Andrzej Kozlowski wrote:
> First, let me state a fundamental objection to the whole enterprise. I
> am of the opinion that there is on the whole very little point in
> putting a lot of effort into forcing computer algebra programs return
> the answers you already know to be correct. The purpose of such programs
> is to simplify expressions that are too complicated too analyse by hand
> so as to make them simple enough to handle by hand. The "handling by
> hand" part is precisely what computer programs are not very good at and
> usually it takes longer to make them do so then just typing in the
> answer. Of course once you already know the answer it is usually very
> easy to verify that it equal the one given by Mathematica. For example,
> in your situation the best approach, in my opinion would be simply this:
>
>
> FullSimplify[D[Integrate[Sin[x]/(1 - Cos[x]), x] -
> Log[1 - Cos[x]], x]]
>
>
> 0
>
> As far as I can see this is all you would even need to do in practice.

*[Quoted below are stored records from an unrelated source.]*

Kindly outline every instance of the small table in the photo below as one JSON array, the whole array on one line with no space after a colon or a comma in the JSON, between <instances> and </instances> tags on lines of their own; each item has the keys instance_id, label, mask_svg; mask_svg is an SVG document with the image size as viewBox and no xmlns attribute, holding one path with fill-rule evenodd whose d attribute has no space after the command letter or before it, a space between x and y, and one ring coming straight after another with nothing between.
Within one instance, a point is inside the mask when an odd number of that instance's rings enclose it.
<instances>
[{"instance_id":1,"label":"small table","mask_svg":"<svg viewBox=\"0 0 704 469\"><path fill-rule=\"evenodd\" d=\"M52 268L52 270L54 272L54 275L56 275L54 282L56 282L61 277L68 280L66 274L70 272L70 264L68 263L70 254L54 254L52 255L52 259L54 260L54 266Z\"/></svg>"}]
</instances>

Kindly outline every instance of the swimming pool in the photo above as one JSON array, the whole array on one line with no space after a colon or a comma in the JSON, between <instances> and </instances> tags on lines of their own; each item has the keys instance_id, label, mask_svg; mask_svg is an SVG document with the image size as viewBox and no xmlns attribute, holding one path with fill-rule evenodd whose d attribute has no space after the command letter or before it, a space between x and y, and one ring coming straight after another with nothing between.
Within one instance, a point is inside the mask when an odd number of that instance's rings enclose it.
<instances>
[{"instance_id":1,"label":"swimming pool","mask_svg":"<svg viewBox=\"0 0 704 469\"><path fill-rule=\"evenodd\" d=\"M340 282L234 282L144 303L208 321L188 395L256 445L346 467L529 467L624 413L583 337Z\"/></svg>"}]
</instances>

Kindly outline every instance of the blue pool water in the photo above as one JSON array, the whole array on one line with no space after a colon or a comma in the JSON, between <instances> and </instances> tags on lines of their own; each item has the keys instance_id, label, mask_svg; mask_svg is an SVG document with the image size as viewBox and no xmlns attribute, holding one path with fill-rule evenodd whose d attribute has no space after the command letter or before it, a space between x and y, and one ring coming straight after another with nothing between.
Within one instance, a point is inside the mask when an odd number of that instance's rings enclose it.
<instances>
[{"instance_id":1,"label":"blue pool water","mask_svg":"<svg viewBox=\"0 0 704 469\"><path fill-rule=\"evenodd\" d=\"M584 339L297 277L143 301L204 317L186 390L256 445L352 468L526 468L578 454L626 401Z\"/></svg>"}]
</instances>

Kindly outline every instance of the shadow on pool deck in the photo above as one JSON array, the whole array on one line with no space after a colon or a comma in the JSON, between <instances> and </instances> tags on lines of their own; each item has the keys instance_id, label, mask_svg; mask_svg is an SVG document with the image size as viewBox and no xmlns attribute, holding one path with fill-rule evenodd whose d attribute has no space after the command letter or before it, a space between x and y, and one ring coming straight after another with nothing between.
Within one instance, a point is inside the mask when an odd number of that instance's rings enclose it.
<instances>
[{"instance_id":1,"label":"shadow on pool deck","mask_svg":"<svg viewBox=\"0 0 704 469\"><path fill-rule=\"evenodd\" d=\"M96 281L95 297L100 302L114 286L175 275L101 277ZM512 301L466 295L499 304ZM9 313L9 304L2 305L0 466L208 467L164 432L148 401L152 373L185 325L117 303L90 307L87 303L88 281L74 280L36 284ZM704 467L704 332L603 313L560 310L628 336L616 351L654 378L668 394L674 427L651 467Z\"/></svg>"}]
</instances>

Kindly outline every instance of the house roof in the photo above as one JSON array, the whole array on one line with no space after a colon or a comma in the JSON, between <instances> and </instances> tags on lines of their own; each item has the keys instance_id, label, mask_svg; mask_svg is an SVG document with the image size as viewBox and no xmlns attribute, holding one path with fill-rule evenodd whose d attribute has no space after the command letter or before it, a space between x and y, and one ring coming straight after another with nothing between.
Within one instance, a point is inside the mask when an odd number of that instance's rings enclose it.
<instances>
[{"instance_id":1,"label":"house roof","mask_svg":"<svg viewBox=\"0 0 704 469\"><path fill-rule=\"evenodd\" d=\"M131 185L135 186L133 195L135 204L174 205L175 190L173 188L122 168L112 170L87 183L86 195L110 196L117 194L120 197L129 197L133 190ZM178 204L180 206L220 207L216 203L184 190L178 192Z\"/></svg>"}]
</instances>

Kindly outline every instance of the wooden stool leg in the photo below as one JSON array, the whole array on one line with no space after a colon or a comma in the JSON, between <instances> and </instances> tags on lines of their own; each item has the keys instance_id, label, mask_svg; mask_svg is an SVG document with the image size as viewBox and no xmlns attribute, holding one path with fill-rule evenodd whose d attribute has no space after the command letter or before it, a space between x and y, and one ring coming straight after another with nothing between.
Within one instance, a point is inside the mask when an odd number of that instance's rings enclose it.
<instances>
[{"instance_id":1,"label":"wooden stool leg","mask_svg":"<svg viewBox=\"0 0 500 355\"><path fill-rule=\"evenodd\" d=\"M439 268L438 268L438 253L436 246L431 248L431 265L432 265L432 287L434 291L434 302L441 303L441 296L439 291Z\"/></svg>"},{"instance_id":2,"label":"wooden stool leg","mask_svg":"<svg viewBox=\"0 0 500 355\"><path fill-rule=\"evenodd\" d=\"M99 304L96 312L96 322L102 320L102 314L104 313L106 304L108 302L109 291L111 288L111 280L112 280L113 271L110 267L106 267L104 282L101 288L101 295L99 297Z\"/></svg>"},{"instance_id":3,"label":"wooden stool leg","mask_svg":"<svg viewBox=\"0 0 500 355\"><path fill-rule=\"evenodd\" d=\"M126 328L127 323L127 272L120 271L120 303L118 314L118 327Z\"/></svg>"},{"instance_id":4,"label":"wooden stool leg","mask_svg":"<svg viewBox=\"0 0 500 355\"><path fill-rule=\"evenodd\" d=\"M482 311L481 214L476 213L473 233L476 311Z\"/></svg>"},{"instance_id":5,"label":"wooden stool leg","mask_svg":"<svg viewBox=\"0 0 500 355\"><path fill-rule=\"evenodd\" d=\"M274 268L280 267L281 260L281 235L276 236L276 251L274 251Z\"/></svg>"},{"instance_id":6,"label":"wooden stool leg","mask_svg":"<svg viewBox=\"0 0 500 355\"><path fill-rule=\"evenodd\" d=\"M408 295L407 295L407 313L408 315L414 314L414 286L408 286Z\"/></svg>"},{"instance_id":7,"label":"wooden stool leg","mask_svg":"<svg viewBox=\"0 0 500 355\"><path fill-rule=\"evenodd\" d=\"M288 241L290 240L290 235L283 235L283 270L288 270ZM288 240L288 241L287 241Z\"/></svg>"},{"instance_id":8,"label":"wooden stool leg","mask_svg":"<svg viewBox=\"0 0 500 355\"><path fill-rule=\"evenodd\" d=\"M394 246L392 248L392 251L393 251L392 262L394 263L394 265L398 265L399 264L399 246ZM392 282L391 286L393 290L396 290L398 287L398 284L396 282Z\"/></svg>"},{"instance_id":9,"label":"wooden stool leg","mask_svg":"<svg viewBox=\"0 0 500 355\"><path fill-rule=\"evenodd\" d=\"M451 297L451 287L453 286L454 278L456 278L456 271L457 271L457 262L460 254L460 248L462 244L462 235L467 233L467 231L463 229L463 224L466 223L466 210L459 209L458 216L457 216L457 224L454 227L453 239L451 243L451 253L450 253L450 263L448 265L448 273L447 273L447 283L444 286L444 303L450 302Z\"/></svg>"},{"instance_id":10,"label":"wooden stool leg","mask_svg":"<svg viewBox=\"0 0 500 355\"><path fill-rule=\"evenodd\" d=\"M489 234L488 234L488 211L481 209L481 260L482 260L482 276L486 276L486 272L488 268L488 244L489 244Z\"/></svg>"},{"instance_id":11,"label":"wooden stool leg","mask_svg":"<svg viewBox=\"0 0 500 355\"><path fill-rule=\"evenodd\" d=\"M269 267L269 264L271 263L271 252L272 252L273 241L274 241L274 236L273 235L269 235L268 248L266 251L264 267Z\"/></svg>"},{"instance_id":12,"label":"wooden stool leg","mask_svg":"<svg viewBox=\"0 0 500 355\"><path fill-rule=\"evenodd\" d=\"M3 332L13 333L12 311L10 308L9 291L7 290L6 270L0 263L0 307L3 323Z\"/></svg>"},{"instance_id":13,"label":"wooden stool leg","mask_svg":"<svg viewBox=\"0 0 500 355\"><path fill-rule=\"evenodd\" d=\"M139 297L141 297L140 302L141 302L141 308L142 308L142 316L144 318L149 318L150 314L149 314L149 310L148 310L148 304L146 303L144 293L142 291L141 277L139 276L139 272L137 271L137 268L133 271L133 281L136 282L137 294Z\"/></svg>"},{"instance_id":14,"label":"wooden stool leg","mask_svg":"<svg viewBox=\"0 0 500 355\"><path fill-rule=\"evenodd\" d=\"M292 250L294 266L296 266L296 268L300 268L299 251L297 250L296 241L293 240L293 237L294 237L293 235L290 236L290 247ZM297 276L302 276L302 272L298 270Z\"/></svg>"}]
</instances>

> The rest is just playing with CAS. But if you like playing then by using
> FullSimplify with suitable TransformationFunctions and
> ComplexityFunction you can usually transform anything into anything
> else. So in this case you can do, for example,
>
>
> f[(n_)*Log[a_]] := Log[a^n];
> f[Cos[x_]^2] := (1/2)*(Cos[2*x] + 1);
> f[Sin[2*(x_)]^2] := (1/2)*(1 - Cos[x]);
>
>
>
> FullSimplify[Integrate[Sin[x]/(1 - Cos[x]), x],
> TransformationFunctions -> {Automatic, f},
> ComplexityFunction ->
> (LeafCount[#1] + 50*Count[#1, x/2, {0, Infinity}] +
> Count[#1, _Power, {0, Infinity}, Heads -> True] & )]
>
>
> Log[(1/2)*(1 - Cos[x])]
>
> It is slightly amusing to analyse exactly why this works, but I
> amusement is about all of value I can see in this aproach.
>
> Andrzej Kozlowski
>
> On 2 Apr 2006, at 11:00, Murray Eisenberg wrote:
>
>> OK, now how about the following--another case where Mathematica gives a
>> more complicated looking answer than the typical paper-and-pencil direct
>> substitution would provide?
>>
>> Mathematica gives:
>>
>> Integrate[Sin[x]/(1 - Cos[x]), x]
>> 2*Log[Sin[x/2]]
>>
>> I'd like an answer in the form of Log[1-Cos[x]] (plus a constant, to
>> actually equal the above). The best I've been able to do so far is:
>>
>> (Integrate[Sin[x]/(1 - Cos[x]), x]
>> // Simplify[# /. a_*Log[b_]:>Log[b^a]] &
>> //MapAt[TrigReduce, #, 1]&) /. (Log[c_ b_]->Log[b]+Log[c])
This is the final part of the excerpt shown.